| I wrote an extremely fast hot polled pipe in Rust for QEMU instrumentation. I’m sure there’s room to improve but it’s effectively bottlenecking on the uarch. https://github.com/MarginResearch/cannoli/blob/main/mempipe/... This was specifically designed for one producer (the QEMU processor), and many consumers (processing the trace of instructions and memory accesses). I can't remember what specific tunings I did to help with this specific model. Data structures like this can always be tuned slightly based on your workload, by changing structure shapes, shared cache lines, etc. With about 3-4 consumers QEMU was not really blocking on the reporting of every single instruction executed, which is really cool. This requires a low noise system, just having a browser open can almost half these numbers since there's just more cache coherency bus traffic occuring.
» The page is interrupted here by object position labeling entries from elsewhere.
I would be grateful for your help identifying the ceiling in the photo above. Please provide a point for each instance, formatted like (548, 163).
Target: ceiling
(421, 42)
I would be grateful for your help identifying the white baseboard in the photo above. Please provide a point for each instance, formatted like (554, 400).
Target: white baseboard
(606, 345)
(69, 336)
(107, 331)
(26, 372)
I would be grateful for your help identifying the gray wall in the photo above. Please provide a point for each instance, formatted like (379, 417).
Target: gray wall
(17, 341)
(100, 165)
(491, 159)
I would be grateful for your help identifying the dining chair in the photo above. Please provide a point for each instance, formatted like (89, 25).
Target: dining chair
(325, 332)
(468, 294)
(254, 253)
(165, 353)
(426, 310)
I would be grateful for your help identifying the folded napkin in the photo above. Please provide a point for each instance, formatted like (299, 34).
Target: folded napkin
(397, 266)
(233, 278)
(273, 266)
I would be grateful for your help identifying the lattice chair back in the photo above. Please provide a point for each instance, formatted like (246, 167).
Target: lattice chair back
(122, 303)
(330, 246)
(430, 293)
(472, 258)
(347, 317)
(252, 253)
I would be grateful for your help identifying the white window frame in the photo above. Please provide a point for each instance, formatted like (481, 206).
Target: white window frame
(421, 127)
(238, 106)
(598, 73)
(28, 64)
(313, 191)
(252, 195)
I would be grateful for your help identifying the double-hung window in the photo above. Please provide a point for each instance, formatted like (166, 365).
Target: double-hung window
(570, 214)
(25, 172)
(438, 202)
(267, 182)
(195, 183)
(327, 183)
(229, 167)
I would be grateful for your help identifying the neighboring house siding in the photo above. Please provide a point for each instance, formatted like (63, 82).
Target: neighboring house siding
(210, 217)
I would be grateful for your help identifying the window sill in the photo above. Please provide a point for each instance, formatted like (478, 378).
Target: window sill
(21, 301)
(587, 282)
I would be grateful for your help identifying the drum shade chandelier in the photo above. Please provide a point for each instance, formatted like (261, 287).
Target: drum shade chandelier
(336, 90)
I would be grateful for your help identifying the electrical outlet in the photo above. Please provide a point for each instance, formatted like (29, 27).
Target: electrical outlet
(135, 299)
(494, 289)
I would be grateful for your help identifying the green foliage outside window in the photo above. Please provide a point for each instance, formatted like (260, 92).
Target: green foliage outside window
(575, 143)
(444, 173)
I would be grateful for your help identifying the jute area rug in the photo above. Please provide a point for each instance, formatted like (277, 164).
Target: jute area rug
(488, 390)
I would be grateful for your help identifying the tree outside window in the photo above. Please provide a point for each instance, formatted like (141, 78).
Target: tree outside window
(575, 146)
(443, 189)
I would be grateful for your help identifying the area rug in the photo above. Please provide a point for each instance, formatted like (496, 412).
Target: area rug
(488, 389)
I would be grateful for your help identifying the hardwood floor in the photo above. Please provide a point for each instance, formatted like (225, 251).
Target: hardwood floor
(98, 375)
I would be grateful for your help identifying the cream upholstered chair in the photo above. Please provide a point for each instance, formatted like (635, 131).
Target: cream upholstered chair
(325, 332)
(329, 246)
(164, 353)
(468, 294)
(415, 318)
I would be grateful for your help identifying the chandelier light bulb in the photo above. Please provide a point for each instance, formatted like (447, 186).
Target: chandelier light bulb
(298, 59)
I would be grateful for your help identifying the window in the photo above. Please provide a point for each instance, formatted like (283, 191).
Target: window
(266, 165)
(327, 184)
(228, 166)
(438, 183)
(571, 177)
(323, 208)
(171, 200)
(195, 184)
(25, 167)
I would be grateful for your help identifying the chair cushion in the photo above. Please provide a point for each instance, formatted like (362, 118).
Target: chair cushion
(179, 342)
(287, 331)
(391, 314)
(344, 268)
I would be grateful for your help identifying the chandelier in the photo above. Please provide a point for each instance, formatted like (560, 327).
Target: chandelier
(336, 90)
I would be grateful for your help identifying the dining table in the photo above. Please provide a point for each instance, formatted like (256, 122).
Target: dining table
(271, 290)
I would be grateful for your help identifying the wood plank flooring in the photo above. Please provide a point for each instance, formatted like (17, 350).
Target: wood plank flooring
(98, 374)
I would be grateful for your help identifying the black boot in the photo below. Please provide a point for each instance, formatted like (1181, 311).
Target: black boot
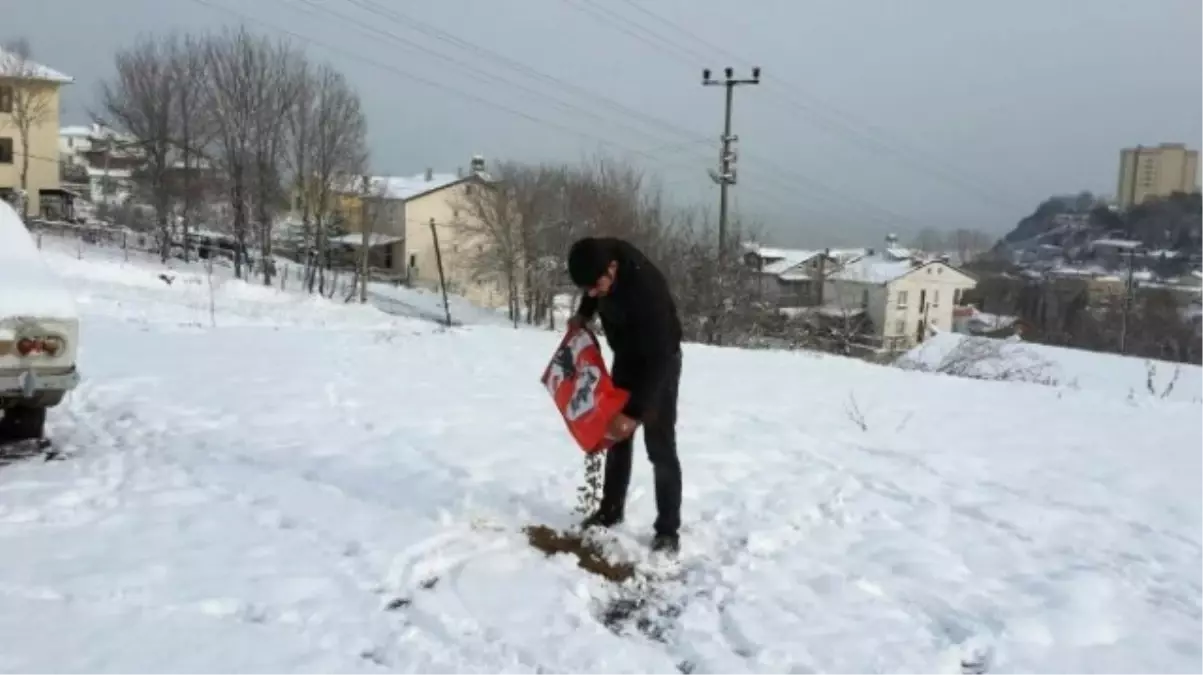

If having a browser open doesn't affect your benchmark, it's probably not bottlenecking on the uarch yet ;) https://github.com/MarginResearch/cannoli/blob/main/.assets/... A little blog on Cannoli itself here: https://margin.re/2022/05/cannoli-the-fast-qemu-tracer/ Ultimately, mempipe is not really a big thing I've talked about, but it's actually what makes cannoli so good and enables the design in the first place. |
https://raw.githubusercontent.com/MarginResearch/cannoli/mai...
You can see a massive improvement for shared hyperthreads, and on-CPU-socket messages.
In this case, about ~350 cycles local core, ~700 cycles remote core, ~90 cycles same hyperthread. Divide these by your clock rate as long as you're Skylake+ for the speed in seconds. Eg. about 87.5 nanoseconds for a 4 GHz processor for local core IPC.